Première mondiale : un patient tétraplégique a retrouvé une légère mobilité manuelle grâce à une intervention chirurgicale visant à rebrancher un nerf. Le patient, un homme de 71 ans, a pu se nourrir seul et écrire quelques mots avec un peu de soutien. Une expérience réussie qui pourrait se répéter.
Des médecins américains ont pour la première fois permis à un homme paralysé à la suite d'une blessure à la colonne vertébrale de retrouver l'usage de ses mains, grâce à une technique consistant à rebrancher des nerfs, selon une étude parue mardi aux États-Unis.
Les chirurgiens ont attaché un nerf de ce patient qui ne fonctionnait pas, et qui contrôle normalement le mouvement de pincement de l'index et du pouce, à un autre nerf encore actif situé dans l'avant-bras. Ce nerf permet de bouger l'épaule.
Après plusieurs mois de rééducation, l'homme de 71 ans a pu se nourrir seul et même écrire avec un peu d'aide, précisent les médecins dans l'étude, parue dans le Journal of Neurosurgery.
Une nouvelle technique contre certaines paralysies
Le patient était devenu tétraplégique à la suite d'un accident de la route. Son tronc était partiellement paralysé. « Cette procédure n'est ni onéreuse, ni compliquée », note l'une des auteurs, Susan Mackinnon, de la faculté de médecine de l’université de Washington à Saint-Louis, qui a mis au point cette technique et effectué l'intervention chirurgicale.

La blessure du patient se situe dans la vertèbre la plus basse du cou. Chez les personnes blessées plus haut dans le cou, une telle intervention ne pourrait probablement pas rétablir le mouvement des mains et des bras, selon ces médecins.

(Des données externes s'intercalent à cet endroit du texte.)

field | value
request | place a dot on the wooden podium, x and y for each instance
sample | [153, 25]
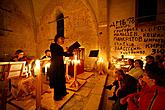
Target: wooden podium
[80, 67]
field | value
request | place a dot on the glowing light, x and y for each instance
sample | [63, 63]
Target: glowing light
[37, 67]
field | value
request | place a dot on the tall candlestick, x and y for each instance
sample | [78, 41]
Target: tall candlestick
[38, 85]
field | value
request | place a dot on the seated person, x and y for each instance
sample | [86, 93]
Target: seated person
[125, 88]
[47, 54]
[152, 95]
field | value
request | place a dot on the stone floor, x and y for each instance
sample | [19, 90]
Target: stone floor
[91, 96]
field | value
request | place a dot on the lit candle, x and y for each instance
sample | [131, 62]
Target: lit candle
[38, 84]
[37, 67]
[47, 65]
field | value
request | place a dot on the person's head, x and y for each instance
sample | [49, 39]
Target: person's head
[19, 54]
[130, 61]
[138, 63]
[149, 59]
[120, 74]
[47, 53]
[154, 76]
[59, 39]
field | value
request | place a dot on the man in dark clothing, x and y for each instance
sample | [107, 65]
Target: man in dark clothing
[57, 71]
[127, 85]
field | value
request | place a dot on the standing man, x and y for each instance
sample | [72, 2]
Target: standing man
[57, 70]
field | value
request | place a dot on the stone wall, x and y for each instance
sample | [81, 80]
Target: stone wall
[17, 30]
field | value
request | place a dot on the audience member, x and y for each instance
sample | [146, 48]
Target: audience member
[137, 71]
[125, 88]
[152, 96]
[47, 54]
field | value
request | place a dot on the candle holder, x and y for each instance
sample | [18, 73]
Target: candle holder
[67, 77]
[75, 83]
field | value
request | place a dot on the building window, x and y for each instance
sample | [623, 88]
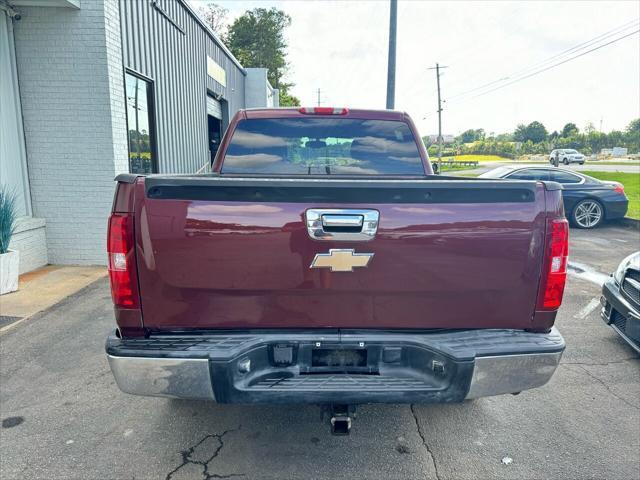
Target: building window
[140, 125]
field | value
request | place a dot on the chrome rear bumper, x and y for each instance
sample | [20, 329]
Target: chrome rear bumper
[403, 367]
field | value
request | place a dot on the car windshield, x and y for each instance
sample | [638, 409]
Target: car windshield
[323, 146]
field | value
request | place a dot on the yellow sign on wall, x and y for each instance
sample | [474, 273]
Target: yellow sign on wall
[215, 71]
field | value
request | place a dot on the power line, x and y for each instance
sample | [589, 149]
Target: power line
[554, 65]
[537, 65]
[437, 69]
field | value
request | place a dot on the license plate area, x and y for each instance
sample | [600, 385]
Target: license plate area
[339, 360]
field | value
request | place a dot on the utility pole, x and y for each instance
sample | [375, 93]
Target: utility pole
[437, 69]
[391, 64]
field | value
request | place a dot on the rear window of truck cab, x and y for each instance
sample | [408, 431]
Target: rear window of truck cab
[322, 146]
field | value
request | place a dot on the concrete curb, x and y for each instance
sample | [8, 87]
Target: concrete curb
[630, 222]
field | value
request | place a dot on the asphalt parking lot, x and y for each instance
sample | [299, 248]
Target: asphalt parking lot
[64, 417]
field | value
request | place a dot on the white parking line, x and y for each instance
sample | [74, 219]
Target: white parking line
[585, 272]
[587, 309]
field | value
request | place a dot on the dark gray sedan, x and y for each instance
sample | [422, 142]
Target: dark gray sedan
[587, 201]
[621, 301]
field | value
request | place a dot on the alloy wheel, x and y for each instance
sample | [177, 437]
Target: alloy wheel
[588, 214]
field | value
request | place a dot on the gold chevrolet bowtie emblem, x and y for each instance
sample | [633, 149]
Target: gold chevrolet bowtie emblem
[341, 260]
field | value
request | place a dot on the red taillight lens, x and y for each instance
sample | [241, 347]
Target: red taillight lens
[555, 267]
[122, 268]
[323, 111]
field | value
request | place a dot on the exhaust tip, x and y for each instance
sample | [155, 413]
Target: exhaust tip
[340, 425]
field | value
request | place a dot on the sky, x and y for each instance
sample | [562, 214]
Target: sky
[341, 47]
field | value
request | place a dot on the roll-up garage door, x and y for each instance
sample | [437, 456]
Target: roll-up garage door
[214, 108]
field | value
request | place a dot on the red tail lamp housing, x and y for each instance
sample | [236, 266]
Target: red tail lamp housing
[554, 274]
[122, 268]
[323, 111]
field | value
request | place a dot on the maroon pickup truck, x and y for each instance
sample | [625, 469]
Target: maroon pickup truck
[323, 262]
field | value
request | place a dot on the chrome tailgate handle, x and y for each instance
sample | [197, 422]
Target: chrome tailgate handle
[342, 224]
[344, 221]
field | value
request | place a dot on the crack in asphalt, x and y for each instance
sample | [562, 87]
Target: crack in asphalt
[603, 364]
[603, 383]
[424, 440]
[206, 475]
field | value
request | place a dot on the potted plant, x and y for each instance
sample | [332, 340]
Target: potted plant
[9, 259]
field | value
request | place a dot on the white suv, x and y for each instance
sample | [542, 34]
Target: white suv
[566, 156]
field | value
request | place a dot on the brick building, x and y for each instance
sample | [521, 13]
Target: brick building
[93, 88]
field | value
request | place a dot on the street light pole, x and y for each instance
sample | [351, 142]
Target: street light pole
[391, 64]
[437, 69]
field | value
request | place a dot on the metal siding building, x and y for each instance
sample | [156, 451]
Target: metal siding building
[164, 42]
[89, 81]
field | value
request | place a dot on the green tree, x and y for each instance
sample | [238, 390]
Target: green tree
[569, 129]
[632, 134]
[215, 17]
[535, 132]
[257, 40]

Les progrès du patient sont encourageants, d'autant que cette intervention a eu lieu deux ans après son accident, et après huit mois de thérapie pour qu'il commence à bouger les doigts.
Un réel espoir pour les personnes tétraplégiques
Cette opération expérimentale « suscite l'espoir que des personnes ayant la même blessure à la colonne vertébrale pourraient bénéficier de la même intervention » estime Lewis Lane, chef de la chirurgie des mains à l'hôpital de l'université North Shore à New York, qui n'a pas participé à cette opération. « Le fait de connaître un tel succès est inhabituel chez une personne de 71 ans. Les individus plus âgés ont généralement moins de potentiel pour régénérer leurs tissus nerveux », ajoute-t-il.
Environ 12.000 personnes subissent des blessures de la moelle épinière chaque année aux États-Unis.